The Vuforia Developer Portal

Developers looking to create their own AR experiences with Vuforia Engine and HoloLens should sign up on our Vuforia Developer Portal at In the portal, developers have access to the Vuforia Engine Forums where they can join community discussions, a library with in-depth documentation on all the Vuforia Engine Features, and the Vuforia Target Manager where users can create their own custom Targets. Developers can also sign up for a free Developer License using the Vuforia License Manager.

Extended tracking with Vuforia

Extended tracking creates a map of the environment to maintain tracking even when a target is no longer in view. It is Vuforia Engines’ counterpart to the spatial mapping performed by HoloLens. When you enable extended tracking on a target, you enable the pose of that target to be passed to the spatial mapping system. In this way, targets can exist in both the Vuforia Engine and HoloLens spatial coordinate systems, though not simultaneously.

Unity settings window
Unity settings window

Enabling Extended Tracking on a Target

Vuforia Engine will automatically transform the pose of a target that uses extended tracking into the HoloLens spatial coordinate system.
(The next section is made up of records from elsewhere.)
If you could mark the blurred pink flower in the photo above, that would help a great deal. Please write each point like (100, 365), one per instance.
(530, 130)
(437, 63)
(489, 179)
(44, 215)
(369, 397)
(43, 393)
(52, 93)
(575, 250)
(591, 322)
This allows HoloLens to take over tracking, and to integrate any content augmenting into the spatial map of the target’s surroundings. This process occurs between Vuforia Engine and mixed reality APIs in Unity and does not require any programming by the developer - it's handled automatically.

Here is what occurs...

  1. Vuforia’s target Tracker recognizes the target
  2. Target tracking is then initialized
  3. The position and rotation of the target are analyzed to provide a robust pose estimate for HoloLens to use
  4. Vuforia transforms the target's pose into the HoloLens spatial mapping coordinate space
  5. HoloLens takes over tracking and the Vuforia tracker is deactivated

The developer can control this process, to return control to Vuforia, by disabling extended tracking on the TargetBehaviour.

NOTE: Starting with Vuforia 7.2, Extended Tracking is no longer enabled on a per-target basis. Instead, developers can turn on Device Tracking to enable similar functionality on all the targets in the scene.